Liver cirrhosis Liver cirrhosis
is a chronic inflammation of the liver that begins with degeneration and shrinkage of hepatocytes, formation of connective tissue septa and nodular areas of degeneration that leads to a serious disruption of the normal lobular architecture of the organ.
Cirrhosis can 'be the culmination of different diseases:
-can' be the final stage of post-hepatitis cirrhosis of the liver as it affects 10% of patients with hepatitis B inability 'to eliminate the virus liver.
vision, has been demonstrated by the existence and replication studies on molecular hybridization of biopsy specimens.
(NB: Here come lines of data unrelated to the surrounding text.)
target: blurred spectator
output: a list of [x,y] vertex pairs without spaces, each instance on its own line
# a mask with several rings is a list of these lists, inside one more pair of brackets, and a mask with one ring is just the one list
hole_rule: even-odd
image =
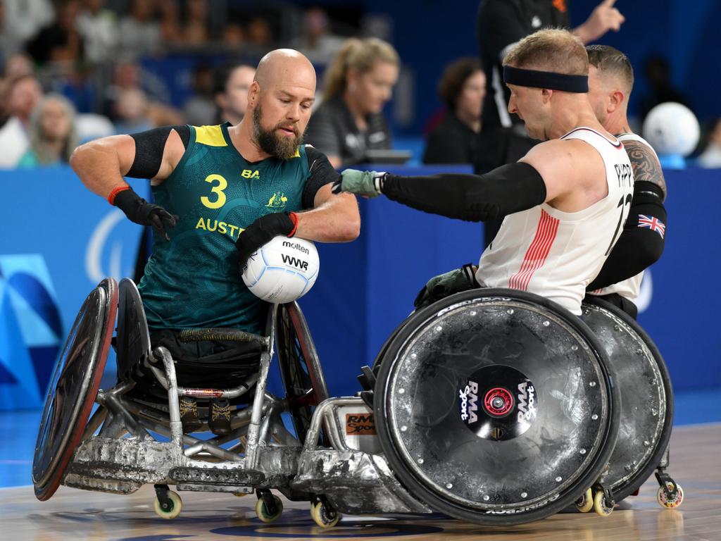
[[184,123],[182,115],[170,105],[158,102],[148,103],[148,122],[154,128],[161,126],[178,126]]
[[185,122],[193,126],[209,126],[216,120],[216,105],[213,100],[213,70],[205,63],[193,70],[193,96],[183,105]]
[[246,30],[246,40],[261,50],[270,46],[273,40],[273,32],[265,17],[254,17],[250,19]]
[[226,64],[216,71],[213,91],[218,123],[235,126],[243,120],[255,76],[255,68],[244,63]]
[[75,126],[80,143],[87,143],[115,133],[115,127],[107,117],[94,113],[78,115],[75,118]]
[[115,106],[115,133],[136,133],[154,128],[148,118],[148,98],[140,89],[120,91]]
[[185,17],[180,30],[183,43],[198,45],[207,43],[208,2],[206,0],[187,0]]
[[6,92],[9,118],[0,128],[0,167],[14,167],[30,148],[27,127],[43,89],[37,79],[25,75],[11,82]]
[[245,41],[245,31],[236,22],[229,22],[223,29],[223,45],[226,47],[239,45]]
[[706,148],[699,157],[702,167],[721,167],[721,118],[713,120],[707,136]]
[[83,37],[85,58],[93,63],[110,60],[116,54],[118,22],[105,7],[105,0],[84,0],[77,27]]
[[63,0],[58,19],[27,44],[27,52],[39,64],[48,61],[73,61],[83,57],[83,38],[78,32],[79,0]]
[[79,142],[73,105],[59,94],[47,94],[32,110],[28,135],[30,148],[19,167],[68,163]]
[[32,61],[27,55],[18,53],[5,59],[3,70],[5,79],[13,81],[25,75],[32,75]]
[[446,115],[428,136],[424,163],[473,162],[475,137],[481,131],[485,85],[485,74],[476,58],[461,58],[446,66],[438,85]]
[[303,30],[303,35],[295,40],[292,46],[311,62],[327,63],[330,61],[345,40],[330,32],[328,14],[321,7],[311,7],[306,12]]
[[398,79],[400,61],[376,38],[347,40],[325,76],[324,101],[311,117],[308,142],[334,167],[363,162],[368,149],[390,149],[382,113]]
[[7,56],[25,48],[40,30],[55,19],[50,0],[1,0],[2,53]]
[[162,38],[160,24],[155,19],[155,2],[133,0],[130,14],[120,19],[118,31],[120,48],[129,58],[157,53]]
[[[600,1],[588,18],[572,32],[584,43],[618,32],[624,16],[608,0]],[[477,173],[487,173],[517,162],[539,141],[528,136],[523,123],[508,113],[510,90],[503,84],[503,57],[529,34],[544,27],[567,28],[570,14],[564,0],[482,0],[476,21],[481,65],[488,75],[483,102],[483,129],[474,153]],[[503,221],[483,224],[485,245],[495,237]]]
[[691,109],[689,100],[671,84],[671,66],[663,56],[652,56],[646,61],[644,75],[648,82],[649,90],[641,97],[641,120],[643,120],[653,107],[660,103],[676,102]]
[[124,90],[138,89],[151,101],[167,103],[170,94],[164,83],[154,74],[143,71],[135,62],[118,62],[115,66],[112,83],[103,96],[103,112],[110,120],[116,120],[115,104]]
It 's not known, unfortunately,' cause of the persistence of the virus in these cases: it is known that the immune response involves the destruction of infected hepatocytes by activated lymphocytes and then the elimination of virus from the blood by specific antibodies, but these patients usually still high levels of HBsAg, HBcAb and of HBeAb, can 'be, however, Australia-negativity' and this is the rule in chronic hepatitis non A and B that they are becoming more and more 'frequent as in cases of post-transfusion hepatitis is now a non-A, not B.
happens in this case through the connective tissue proliferation in departing from the portal tracts and the spread of this industry within the lobules, resulting first "chipped" the edges and then fragmented by the formation of septa connective, the degenerative changes and necrosis of hepatocytes are relevant. In cases of acute hepatitis with massive necrosis occurs instead the formation of seven steps by the collapse of the parenchyma as in post-necrotic cirrhosis. With
mode 'similar diseases may progress to cirrhosis of the liver granulomatous and parasitic diseases such as schistosomiasis, which can' be the final stage of a fatty liver inherent in alcoholism or malnutrition.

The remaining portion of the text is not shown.